Based on the EU Directive for Administrative Cooperation, No 6. (“DAC6”), intermediaries or taxpayers are obliged to actively report certain tax constructs to the tax authorities. For the purpose of the Directive, any arrangements that present a potential risk of tax avoidance should be reported. However, certain arrangements are only reportable to the extent that the main benefit test has been met. The main benefit test dictates that at least one of the main objectives of a certain arrangement should be tax savings.
The primary objective of the Directive is to share knowledge about cross-border tax structures, which will give legislators in the Member States an opportunity to combat any tax-saving structures that are considered undesirable. To this end, the notifications received by the relevant tax authorities will be exchanged with the tax authorities in the other (affected) EU Member State(s).

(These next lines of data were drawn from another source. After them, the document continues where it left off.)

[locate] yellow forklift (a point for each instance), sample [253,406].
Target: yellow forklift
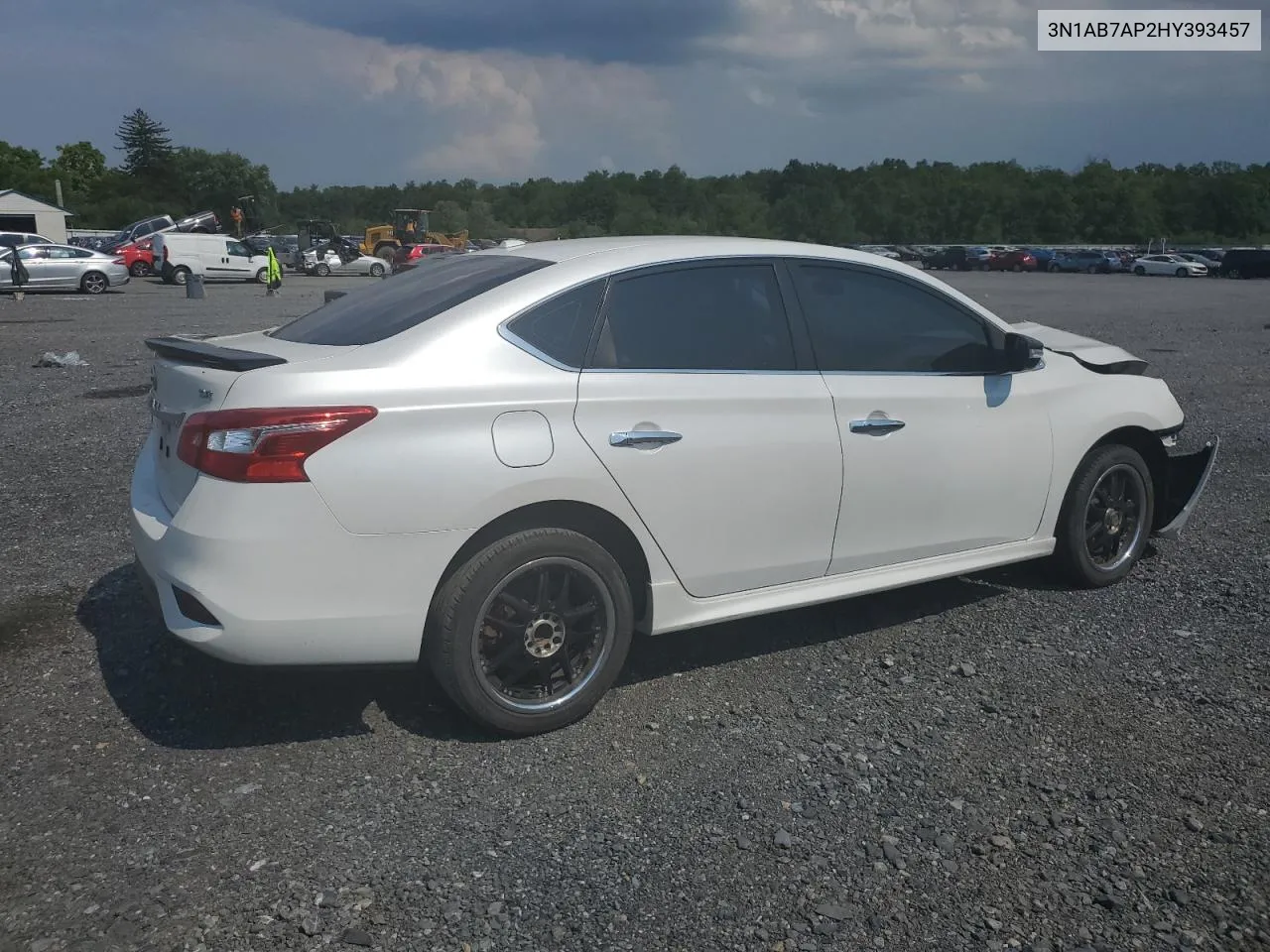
[408,227]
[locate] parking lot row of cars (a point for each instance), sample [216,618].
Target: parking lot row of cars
[1202,262]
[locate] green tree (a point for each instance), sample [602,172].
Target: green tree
[79,167]
[145,144]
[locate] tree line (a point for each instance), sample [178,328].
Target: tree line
[888,202]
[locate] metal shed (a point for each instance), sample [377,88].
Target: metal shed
[21,212]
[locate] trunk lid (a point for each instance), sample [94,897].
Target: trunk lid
[194,375]
[1093,354]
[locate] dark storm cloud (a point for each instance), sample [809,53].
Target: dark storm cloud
[597,31]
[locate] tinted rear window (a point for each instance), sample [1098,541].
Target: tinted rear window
[405,299]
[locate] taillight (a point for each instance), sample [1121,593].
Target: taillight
[264,445]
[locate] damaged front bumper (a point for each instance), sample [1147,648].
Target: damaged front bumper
[1185,477]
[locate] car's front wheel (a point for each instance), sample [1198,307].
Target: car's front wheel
[94,284]
[532,631]
[1105,522]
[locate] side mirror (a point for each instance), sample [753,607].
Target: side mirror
[1021,353]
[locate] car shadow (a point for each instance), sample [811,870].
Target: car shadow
[181,698]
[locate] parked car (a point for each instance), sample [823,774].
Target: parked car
[1089,262]
[1016,261]
[952,258]
[411,255]
[177,255]
[504,463]
[1043,255]
[14,239]
[880,250]
[331,263]
[1210,267]
[1170,264]
[1246,263]
[197,223]
[139,257]
[64,268]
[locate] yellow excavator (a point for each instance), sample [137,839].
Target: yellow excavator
[409,226]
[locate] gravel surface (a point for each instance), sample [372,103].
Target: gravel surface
[982,763]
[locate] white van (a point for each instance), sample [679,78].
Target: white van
[214,257]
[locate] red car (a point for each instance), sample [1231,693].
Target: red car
[408,257]
[1011,262]
[139,255]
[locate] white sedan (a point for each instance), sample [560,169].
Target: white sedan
[1170,264]
[504,463]
[333,264]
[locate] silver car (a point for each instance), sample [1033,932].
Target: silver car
[64,268]
[333,264]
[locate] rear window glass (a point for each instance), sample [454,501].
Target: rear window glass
[405,299]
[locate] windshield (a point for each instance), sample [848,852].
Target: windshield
[405,299]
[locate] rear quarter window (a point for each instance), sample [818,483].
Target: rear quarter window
[405,299]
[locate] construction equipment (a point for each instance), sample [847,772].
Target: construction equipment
[320,235]
[409,227]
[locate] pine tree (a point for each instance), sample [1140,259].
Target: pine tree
[145,144]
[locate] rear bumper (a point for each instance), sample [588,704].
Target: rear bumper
[1185,481]
[264,575]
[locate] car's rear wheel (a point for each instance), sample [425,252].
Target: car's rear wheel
[94,284]
[532,631]
[1105,522]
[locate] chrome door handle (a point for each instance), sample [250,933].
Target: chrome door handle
[643,438]
[876,425]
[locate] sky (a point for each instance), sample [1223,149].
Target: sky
[359,91]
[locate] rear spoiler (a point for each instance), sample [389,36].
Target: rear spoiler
[203,354]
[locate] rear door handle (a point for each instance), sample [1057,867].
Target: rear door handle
[643,438]
[876,425]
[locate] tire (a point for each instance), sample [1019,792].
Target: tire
[456,642]
[1101,466]
[94,284]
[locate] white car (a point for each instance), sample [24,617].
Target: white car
[1170,264]
[64,268]
[504,463]
[333,264]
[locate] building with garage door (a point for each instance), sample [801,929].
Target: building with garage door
[21,212]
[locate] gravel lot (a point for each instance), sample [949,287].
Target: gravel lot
[983,763]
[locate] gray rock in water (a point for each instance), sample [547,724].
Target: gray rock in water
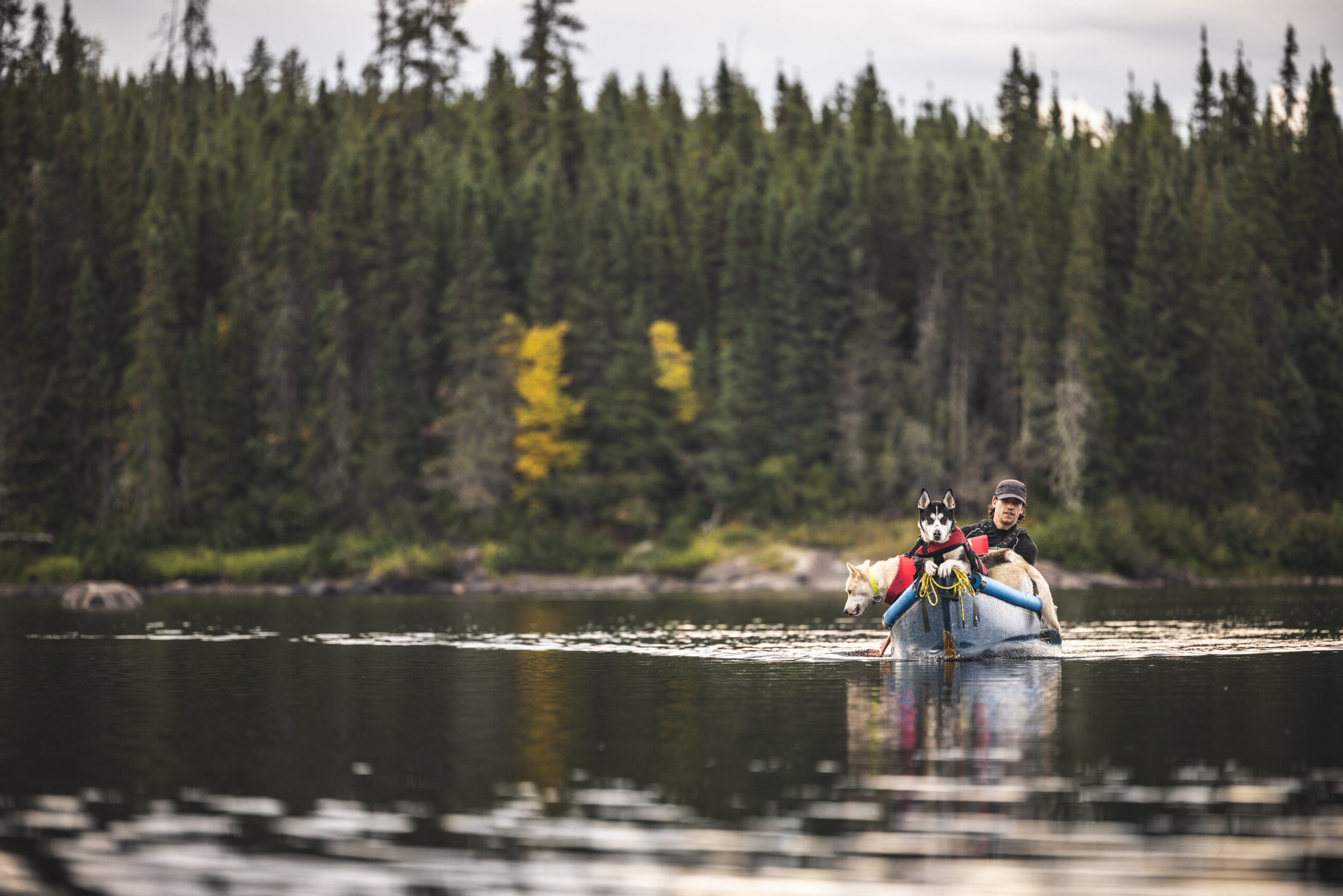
[101,597]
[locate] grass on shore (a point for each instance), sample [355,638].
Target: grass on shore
[1143,539]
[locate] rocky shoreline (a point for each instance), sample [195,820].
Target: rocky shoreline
[809,570]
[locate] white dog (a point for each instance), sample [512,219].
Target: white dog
[1003,564]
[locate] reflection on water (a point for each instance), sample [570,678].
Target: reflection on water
[680,744]
[982,722]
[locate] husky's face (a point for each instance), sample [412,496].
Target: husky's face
[859,589]
[936,519]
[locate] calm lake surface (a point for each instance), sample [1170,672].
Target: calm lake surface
[1189,741]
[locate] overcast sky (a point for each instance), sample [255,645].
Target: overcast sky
[919,47]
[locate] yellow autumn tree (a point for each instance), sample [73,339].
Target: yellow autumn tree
[675,368]
[546,413]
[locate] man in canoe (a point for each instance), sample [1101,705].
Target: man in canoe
[1005,515]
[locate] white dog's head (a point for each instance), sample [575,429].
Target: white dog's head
[859,589]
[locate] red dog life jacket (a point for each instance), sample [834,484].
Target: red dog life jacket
[910,566]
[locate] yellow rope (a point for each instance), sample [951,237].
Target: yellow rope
[930,589]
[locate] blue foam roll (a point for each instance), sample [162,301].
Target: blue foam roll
[899,607]
[1010,595]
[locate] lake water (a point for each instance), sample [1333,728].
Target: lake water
[1190,741]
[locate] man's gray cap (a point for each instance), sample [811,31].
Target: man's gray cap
[1011,489]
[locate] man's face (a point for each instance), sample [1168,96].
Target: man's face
[1006,512]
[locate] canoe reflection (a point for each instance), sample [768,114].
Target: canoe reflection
[973,719]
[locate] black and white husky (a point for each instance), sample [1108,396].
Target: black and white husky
[941,546]
[942,549]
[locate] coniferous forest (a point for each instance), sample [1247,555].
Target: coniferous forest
[274,311]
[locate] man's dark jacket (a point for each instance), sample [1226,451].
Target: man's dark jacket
[1015,538]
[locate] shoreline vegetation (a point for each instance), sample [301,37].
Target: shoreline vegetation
[274,328]
[1118,545]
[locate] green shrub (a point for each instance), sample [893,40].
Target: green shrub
[667,559]
[57,569]
[551,550]
[114,554]
[1096,539]
[414,562]
[1315,543]
[197,564]
[286,563]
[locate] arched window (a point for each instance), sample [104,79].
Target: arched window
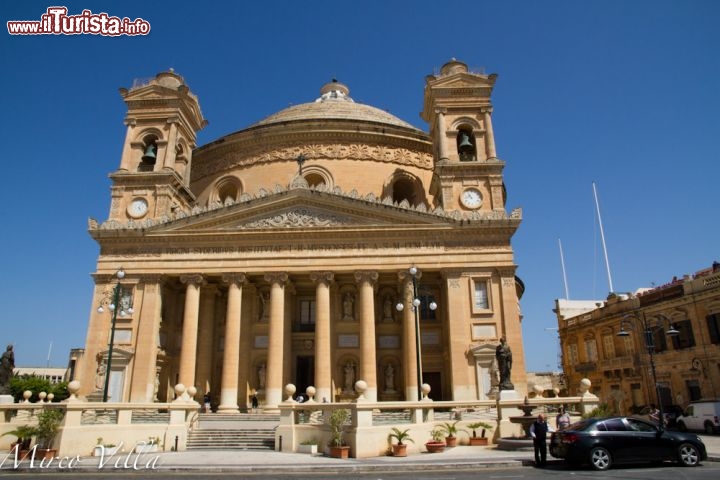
[227,190]
[404,189]
[147,161]
[466,145]
[315,180]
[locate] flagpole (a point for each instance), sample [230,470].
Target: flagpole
[602,239]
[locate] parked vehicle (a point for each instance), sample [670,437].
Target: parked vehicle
[603,442]
[670,412]
[702,415]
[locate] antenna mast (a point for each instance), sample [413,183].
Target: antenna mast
[562,264]
[602,239]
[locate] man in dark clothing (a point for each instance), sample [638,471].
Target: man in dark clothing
[538,431]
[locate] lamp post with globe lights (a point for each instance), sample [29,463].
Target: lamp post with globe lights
[648,328]
[415,305]
[114,306]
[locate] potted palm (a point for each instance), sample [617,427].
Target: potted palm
[48,425]
[24,434]
[451,430]
[481,440]
[436,445]
[338,449]
[400,448]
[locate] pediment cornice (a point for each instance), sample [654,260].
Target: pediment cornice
[306,208]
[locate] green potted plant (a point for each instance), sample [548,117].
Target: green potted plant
[24,434]
[48,425]
[481,440]
[338,449]
[151,445]
[436,445]
[451,430]
[400,448]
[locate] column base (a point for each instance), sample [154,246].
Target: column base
[228,409]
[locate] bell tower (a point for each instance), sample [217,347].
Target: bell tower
[467,173]
[162,121]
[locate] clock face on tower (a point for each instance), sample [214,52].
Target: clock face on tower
[471,198]
[138,208]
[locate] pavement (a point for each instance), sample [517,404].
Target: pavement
[269,462]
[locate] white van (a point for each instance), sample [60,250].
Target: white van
[702,415]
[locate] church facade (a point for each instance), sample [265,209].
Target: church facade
[291,252]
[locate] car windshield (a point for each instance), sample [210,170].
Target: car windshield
[582,424]
[640,426]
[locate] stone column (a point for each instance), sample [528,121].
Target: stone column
[489,135]
[276,336]
[168,160]
[188,348]
[442,135]
[323,360]
[205,352]
[409,338]
[231,353]
[366,281]
[147,302]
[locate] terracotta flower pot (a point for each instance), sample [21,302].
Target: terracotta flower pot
[435,447]
[339,452]
[399,450]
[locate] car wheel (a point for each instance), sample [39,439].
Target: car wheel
[600,458]
[689,455]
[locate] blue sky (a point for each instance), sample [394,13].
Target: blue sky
[622,93]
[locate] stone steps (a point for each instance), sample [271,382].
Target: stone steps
[234,431]
[225,439]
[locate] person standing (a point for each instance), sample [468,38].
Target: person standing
[563,419]
[538,431]
[503,354]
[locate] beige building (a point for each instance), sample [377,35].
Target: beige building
[277,254]
[687,364]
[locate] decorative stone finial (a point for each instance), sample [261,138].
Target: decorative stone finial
[290,390]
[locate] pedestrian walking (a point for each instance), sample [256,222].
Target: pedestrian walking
[538,431]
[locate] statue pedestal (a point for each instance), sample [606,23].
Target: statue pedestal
[391,396]
[509,395]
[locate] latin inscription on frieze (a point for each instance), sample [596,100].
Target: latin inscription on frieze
[264,249]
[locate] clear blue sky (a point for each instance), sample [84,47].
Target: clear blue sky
[623,93]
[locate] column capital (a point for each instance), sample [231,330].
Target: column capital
[325,278]
[236,278]
[369,276]
[505,272]
[196,279]
[276,277]
[404,276]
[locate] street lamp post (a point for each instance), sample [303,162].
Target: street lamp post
[648,329]
[113,306]
[414,274]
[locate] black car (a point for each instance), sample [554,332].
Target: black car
[602,442]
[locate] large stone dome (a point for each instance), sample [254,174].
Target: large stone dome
[334,103]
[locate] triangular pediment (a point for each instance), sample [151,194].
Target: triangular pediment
[464,80]
[301,210]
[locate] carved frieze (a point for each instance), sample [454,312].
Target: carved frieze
[297,218]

Mandatory Disclosure Directive
Hallmarks and main benefit test
The characteristics or features of a cross-border arrangement that indicate a potential risk of tax avoidance are commonly referred to as “hallmarks”.
The main benefit test applies to generic hallmarks as well as several specific hallmarks. In compliance with the DAC6 regulations, the main benefit test verifies if the main benefit, or one of the main benefits, that a person may reasonably expect to derive from an arrangement is to obtain a tax advantage.
The main benefit test compares the value of the expected tax advantage with any other benefits likely to be obtained from the transaction, and has the advantage of providing an objective assessment of the tax benefits.
In principle, the obligation to file a report lies with a company’s intermediaries and so-called auxiliary intermediaries, which can include many types of tax, corporate, financial, legal or investment service providers such as tax advisers, accountants, lawyers, civil-law notaries, banks and corporate service providers (former trust offices), but also investment bank portfolio managers. In specific cases, the duty to issue a report shifts to the taxpayer; for example, if the intermediary invokes a right of privilege or in the absence of an intermediary (as may be the case where the arrangement was conceived, managed and implemented by an in-house department of the taxpayer). In some cases, there may be an exemption from the duty to disclose; for example, if the same information about the arrangement has previously been disclosed by another intermediary.
Substantial sanctions are attached to the obligations under DAC6. Non-compliance with the obligations, mistakes or even inappropriate filing can result in an administrative fine or criminal prosecution, where the fines range in size from moderate to very high, depending on the EU country involved. Nonetheless, having an “arguable point of view” may prevent the imposition of a fine.
The main challenges imposed by DAC6 can be divided into two categories: technical challenges and process challenges. Interpretations of the hallmarks and the disparities between Member States (e.g., Portugal and Poland) are the primary subjects of the technical challenges; whereas the process challenges are focused on the internal process and documentation of the assessments.
The technical challenges relate to the interpretation and scope of implementation of the directive in individual Member States, particularly as disparities can be observed in several Member States. In certain EU Member States, the implementations of the Directive are even wider in scope when compared to the provisions laid down in the EU Directive; e.g., the obligation to report may be extended to include domestic tax arrangements, or to include additional tax types, or may have different language requirements and require additional information, etc. As an intermediary or multinational, keeping track of all these differences may prove to be a challenge.
In several Member States (e.g., the Netherlands), the tax authorities have announced that intermediaries are expected to design a process for their DAC6 assessments and filings. An intermediary should also foster internal awareness regarding the legislation and its process. The following challenges can be observed in implementing such a process:
- Internal awareness and education: taking the interpretations of all individual Member States into account.
- Assessment workflow: a complete and coherent workflow is required for all assessments.
- Deadline management: monitoring all arrangements and deadlines.
- Repository: an up-to-date repository with all filings, assessments, supporting documents and decision tracking.
- Audit trail: a complete audit trail of all relevant activities and documents related to the assessments.
DAC6 poses several challenges, all of which should be considered when designing a proper DAC6 assessment and filing process. These challenges pose a risk to both the substantive assessment of the main benefit test and the hallmarks, as well as a risk to the process itself. Therefore, any solution aimed at addressing the DAC6 requirements should take the following aspects into account:
- Education and awareness: technical information with regards to the local DAC6 implementation measures, as well as a broader sense of awareness with regards to the purpose, risks and penalties imposed by DAC6.
- Workflow management: streamlining the process in a uniform, efficient and effective manner.
- Repository and audit trail: building a database of all assessments (reportable and non-reportable) and all supporting documents, with decision reasoning and commentaries.